You can absolutely craft your own homemade masks. Ensuring that you have the three recommended layers and that there is enough material to cover your mouth and nose with a tight fit may take a little bit of experimentation, but there are a number of guides on how to make fabric face masks online to help you on your way, such as:

  1. How to make a cloth mask - a straightforward guide by the Australian Government
  2. Tips on how to sew a three-layer fabric mask - a short WHO video with tips on how to make a three-layer mask.
  3. How to make your own face covering - a quick CDC video showing how to make a no-sew mask.

There are also a huge number of free PDF patterns available online, as well as numerous in depth youtube tutorials for sewing masks if you are interested in trying different patterns or ensuring the best fit.

A scarf or bandana can be used as an ad-hoc face covering but it won’t be as effective as a mask.

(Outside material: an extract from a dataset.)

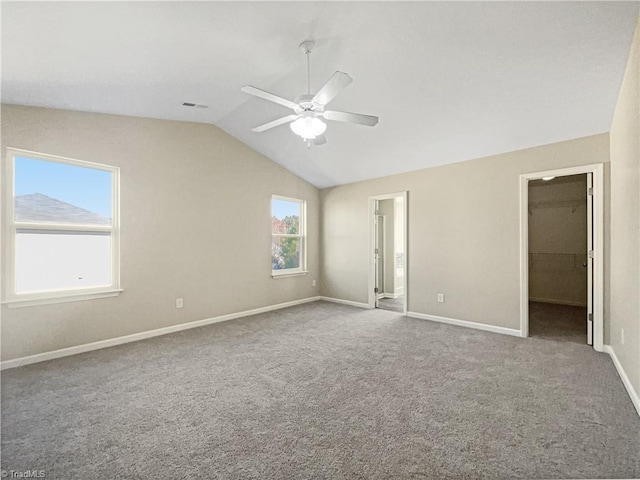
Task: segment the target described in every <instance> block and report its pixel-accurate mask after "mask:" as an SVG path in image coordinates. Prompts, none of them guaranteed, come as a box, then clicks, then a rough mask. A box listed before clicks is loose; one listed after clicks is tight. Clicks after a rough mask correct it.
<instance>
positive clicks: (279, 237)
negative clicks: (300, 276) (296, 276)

How Should I Wear My Mask?

Depending on the style of mask you are using, you may need to take a different approach to putting on and fitting your mask.

Surgical/disposable masks

  • Before you put on your mask, make sure to observe proper hand hygiene by washing your hands with soap and water for at least 20 seconds, or wash your hands with an alcohol based hand sanitiser.
  • Check your disposable mask for any irregularities or tears. If none are present, ensure that you have the mask the right way up. This can usually be done by making sure the bendable nose bridge is on the top edge of the mask. 
  • Avoid touching the mask as much as you can. Hold the mask by the bindings if you can.
  • If the mask has ear loops, place them over your ears. If it has ties, tie the top set first and then the bottom set. If it uses elastic bands, pull the bottom band over your head and down to the base of your skull/the nape of your neck before pulling the top band down to get a good fit.
  • Once the mask is in place, mould the bridge around your nose and pull the bottom of the mask down over your mouth and chin. Make sure the mask fits your face snugly.
  • Once it is in place, try to avoid touching the mask. 
  • Dispose of the mask once you have used it. Although reusing a mask offers better protection than no mask at all, it is definitely not recommended.

Cloth masks

  • As with disposable masks, you should wash your hands for at least 20 seconds in soap and water or use an alcohol based hand sanitiser before putting on a cloth mask.
  • A cloth mask should fit snugly to the face, covering the nose and mouth without any loose sides or openings.
  • Cloth masks should be washed frequently, so having more than one cloth mask is advisable. Most cloth masks can be washed along with clothing in a regular washing cycle and tumble dried. If possible, drying a mask in direct sunlight is recommended.
  • Keep an eye on the integrity of a cloth mask, as repeat washing may cause wear and tear leading to rips or holes in the mask.

If you are suffering any of the symptoms of COVID-19 , schedule an appointment with a doctor for a test.


Even if you’re not showing any symptoms, wearing a mask and maintaining social distancing is one of the best ways you can help slow the spread of the coronavirus.